Fodder can mean many things, but I usually refer to fodder as corn residue after the grain has been removed. The Nutrient Requirements of Beef Cattle, 1984, lists fodder or stalkage or stover as having 55% total digestible nutrients, 6.3% crude protein, and 31% fiber. It is not very good quality. Soybean straw could also be considered a fodder, and it has much less quality—42% total digestible nutrients, 5.2% crude protein, and 33.1% fiber. If you are referring to something else, we need more information about the livestock being fed.
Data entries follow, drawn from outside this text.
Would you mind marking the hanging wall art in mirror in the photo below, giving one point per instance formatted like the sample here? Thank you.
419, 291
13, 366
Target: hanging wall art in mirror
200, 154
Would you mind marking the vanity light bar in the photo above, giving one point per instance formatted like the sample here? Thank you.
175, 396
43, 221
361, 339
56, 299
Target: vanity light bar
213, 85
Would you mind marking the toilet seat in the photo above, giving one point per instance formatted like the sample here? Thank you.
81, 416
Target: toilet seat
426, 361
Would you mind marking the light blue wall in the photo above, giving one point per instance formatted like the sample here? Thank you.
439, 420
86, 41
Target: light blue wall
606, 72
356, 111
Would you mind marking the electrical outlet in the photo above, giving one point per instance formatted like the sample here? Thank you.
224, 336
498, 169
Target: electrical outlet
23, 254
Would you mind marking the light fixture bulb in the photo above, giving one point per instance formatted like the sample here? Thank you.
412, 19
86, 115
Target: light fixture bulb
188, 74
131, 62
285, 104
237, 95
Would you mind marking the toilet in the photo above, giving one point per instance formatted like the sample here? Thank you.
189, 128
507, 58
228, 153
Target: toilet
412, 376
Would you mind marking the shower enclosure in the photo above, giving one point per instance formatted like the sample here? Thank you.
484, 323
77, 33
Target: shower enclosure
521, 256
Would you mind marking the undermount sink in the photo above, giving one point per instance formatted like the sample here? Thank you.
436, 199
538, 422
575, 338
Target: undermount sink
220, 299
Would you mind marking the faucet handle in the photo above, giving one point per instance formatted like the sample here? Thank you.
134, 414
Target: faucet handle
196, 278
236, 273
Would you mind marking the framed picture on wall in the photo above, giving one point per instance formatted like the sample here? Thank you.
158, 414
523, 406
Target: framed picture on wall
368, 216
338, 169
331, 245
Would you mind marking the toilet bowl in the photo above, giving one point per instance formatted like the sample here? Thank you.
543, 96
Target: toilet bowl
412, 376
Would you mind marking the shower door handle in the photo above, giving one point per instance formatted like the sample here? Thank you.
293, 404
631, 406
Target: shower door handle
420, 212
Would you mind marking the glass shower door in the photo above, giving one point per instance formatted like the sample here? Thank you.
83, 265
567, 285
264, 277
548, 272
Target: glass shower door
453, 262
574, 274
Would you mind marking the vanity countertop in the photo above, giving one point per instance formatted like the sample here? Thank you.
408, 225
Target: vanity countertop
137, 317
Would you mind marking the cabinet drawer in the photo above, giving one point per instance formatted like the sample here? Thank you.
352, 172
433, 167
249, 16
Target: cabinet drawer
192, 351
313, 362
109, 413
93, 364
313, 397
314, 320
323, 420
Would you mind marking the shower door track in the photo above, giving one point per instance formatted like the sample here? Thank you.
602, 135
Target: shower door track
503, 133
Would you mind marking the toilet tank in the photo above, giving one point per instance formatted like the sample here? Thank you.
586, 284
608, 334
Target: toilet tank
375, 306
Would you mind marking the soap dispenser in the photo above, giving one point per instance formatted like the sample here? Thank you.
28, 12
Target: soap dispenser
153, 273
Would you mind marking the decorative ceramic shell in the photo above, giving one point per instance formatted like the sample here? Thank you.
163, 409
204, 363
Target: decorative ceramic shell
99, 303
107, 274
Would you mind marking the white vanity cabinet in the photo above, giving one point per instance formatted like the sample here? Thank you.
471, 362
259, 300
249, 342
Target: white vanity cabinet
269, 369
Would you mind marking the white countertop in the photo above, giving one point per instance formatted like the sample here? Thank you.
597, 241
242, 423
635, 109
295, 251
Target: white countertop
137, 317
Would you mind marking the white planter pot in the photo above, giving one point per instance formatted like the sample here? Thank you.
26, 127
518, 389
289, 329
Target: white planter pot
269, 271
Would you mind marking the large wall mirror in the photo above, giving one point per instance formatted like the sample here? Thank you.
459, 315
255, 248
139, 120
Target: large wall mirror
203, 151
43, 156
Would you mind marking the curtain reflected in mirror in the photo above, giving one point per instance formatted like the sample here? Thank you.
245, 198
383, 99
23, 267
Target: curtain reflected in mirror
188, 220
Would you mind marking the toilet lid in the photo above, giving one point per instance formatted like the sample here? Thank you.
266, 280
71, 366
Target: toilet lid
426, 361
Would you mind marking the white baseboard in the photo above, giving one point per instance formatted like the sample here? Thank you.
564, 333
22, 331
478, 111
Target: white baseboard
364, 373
I recommend that you check with the local Extension educator or one or our specialists at OSU for more information. Fodder can be fed for part of a diet for some livestock, but care needs to be taken. If it is for cattle, Dr. Steve Boyles is a great resource. His number is 614-292-7669. You can also contact me at 740-962-4854, or at firstname.lastname@example.org.
This is fodder you grow in seven days from seed with only water. It will be fed to rabbits.
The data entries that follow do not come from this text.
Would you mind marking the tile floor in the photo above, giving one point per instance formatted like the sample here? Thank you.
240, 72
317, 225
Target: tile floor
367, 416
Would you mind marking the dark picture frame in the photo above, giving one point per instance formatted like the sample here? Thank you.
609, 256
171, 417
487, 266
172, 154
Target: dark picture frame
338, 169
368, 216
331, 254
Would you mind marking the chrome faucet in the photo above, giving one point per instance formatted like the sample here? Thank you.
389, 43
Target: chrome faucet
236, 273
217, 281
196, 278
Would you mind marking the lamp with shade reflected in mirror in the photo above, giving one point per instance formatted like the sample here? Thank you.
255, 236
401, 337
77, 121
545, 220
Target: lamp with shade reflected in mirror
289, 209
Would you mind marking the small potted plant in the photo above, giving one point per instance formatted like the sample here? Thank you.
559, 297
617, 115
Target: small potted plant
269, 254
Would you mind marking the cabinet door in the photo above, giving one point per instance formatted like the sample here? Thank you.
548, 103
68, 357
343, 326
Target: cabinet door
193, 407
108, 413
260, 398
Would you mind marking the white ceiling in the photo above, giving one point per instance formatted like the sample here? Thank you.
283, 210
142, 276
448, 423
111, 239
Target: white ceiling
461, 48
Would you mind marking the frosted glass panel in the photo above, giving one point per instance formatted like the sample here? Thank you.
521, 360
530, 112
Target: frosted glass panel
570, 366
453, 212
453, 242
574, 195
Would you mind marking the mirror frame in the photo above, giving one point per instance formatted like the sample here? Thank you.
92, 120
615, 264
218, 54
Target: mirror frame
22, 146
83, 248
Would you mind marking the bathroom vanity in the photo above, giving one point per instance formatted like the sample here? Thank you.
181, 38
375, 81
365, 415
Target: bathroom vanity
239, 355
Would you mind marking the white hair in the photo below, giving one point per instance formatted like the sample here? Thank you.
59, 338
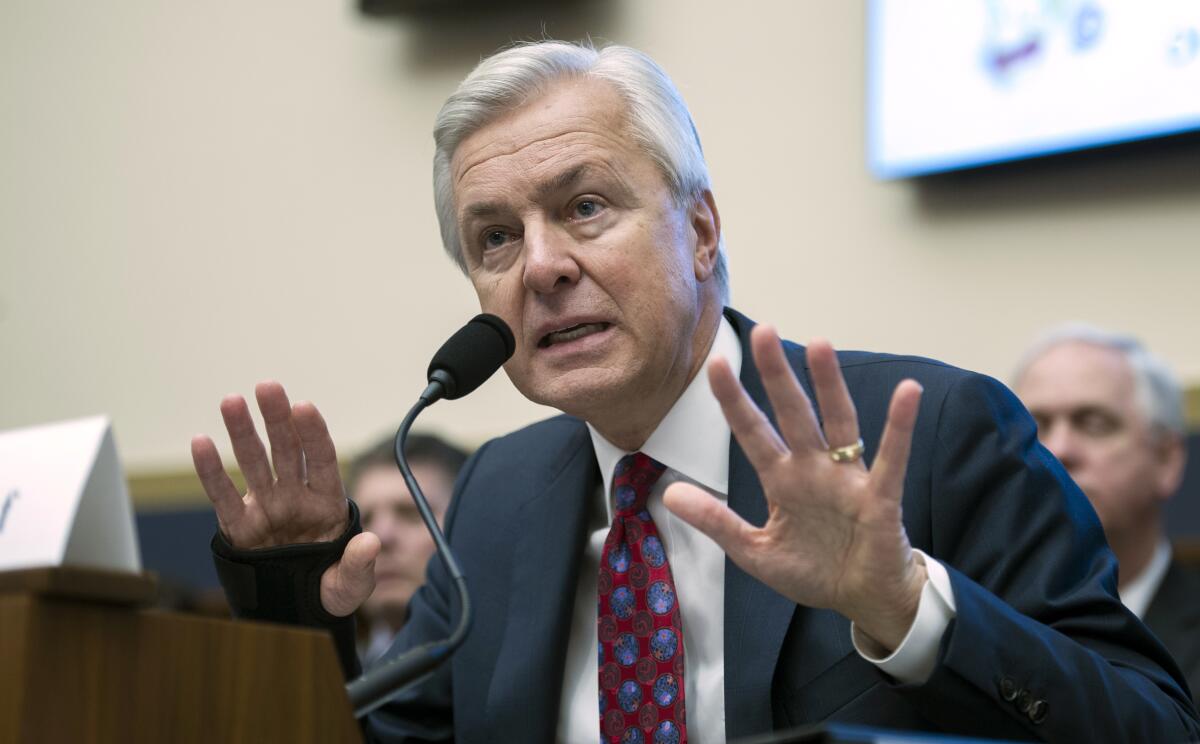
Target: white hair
1158, 393
658, 118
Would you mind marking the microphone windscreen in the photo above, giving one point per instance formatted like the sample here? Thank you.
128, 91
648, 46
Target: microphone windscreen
473, 354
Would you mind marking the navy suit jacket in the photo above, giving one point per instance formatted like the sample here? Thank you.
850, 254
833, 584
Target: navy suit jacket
1041, 647
1174, 616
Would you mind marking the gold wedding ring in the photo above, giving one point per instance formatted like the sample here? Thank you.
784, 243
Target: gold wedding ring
850, 453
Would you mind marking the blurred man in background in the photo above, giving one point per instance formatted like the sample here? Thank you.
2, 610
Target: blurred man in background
377, 486
1113, 414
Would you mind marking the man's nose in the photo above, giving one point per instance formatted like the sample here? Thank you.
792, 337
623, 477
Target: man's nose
550, 258
1061, 442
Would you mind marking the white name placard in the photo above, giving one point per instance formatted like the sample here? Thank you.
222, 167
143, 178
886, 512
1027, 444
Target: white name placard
64, 499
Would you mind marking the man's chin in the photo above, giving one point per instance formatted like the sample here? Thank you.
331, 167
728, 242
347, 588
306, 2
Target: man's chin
579, 393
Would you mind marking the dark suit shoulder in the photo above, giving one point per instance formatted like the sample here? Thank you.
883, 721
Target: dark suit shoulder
509, 469
1174, 616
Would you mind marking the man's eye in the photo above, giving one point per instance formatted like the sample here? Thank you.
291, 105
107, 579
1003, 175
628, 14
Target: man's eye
1097, 423
587, 208
495, 239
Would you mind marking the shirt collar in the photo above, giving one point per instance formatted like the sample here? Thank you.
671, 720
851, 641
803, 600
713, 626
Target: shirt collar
694, 437
1138, 593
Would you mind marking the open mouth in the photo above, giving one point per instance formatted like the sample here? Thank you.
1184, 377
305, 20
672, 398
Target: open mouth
571, 334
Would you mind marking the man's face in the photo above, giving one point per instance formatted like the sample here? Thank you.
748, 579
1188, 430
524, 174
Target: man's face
1084, 399
571, 235
388, 511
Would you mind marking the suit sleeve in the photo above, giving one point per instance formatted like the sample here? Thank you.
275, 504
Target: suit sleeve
1041, 646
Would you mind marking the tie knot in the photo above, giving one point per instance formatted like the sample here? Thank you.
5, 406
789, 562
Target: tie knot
633, 480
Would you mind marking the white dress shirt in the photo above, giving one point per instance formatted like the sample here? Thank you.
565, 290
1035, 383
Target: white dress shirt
694, 443
1140, 592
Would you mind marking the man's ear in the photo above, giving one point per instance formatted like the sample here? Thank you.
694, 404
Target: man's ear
706, 223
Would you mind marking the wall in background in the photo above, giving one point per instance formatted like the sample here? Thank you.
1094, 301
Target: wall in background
199, 196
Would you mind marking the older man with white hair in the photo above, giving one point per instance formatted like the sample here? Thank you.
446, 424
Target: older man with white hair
695, 552
1113, 414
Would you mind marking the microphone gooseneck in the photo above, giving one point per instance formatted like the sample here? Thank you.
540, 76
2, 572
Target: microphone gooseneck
463, 363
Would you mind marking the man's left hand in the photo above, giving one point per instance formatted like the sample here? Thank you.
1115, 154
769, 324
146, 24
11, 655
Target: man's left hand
834, 535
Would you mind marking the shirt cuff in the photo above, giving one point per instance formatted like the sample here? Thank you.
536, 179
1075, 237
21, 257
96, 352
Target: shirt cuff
913, 660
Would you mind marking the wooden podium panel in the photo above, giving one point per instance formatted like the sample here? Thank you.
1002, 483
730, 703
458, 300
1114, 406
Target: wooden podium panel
84, 670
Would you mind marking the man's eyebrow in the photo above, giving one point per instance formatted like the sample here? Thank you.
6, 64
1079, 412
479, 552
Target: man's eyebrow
483, 209
563, 180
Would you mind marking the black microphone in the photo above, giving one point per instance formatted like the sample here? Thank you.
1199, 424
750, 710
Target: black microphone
463, 363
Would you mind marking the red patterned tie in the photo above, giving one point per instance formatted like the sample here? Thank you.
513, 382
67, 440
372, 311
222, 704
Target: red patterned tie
640, 630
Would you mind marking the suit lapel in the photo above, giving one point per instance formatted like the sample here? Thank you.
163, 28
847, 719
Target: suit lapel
523, 697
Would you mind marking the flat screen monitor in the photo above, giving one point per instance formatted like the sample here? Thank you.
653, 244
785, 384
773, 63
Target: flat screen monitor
960, 83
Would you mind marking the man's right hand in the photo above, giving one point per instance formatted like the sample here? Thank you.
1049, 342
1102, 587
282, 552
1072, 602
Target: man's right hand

Fodder feed is growing in popularity, especially in Australia.
I imagine you know this since you are asking, but in case you are unaware:
feeding sprouts to rabbits offers very dramatic advantages. These include the following:
- Faster weight gain
- Higher fertility
- Faster weaning
- Reduced scours when weaning
So yes, it is a good source of rabbit feed. What I cannot help you with is a local source of seeds and the best growing methods for you.
I recommend that you call Jeff Fisher at 740-289-4837 and ask him about where to find seeds and how best to grow fodder. Tell Jeff that Penne Smith suggested you call him about barley fodder.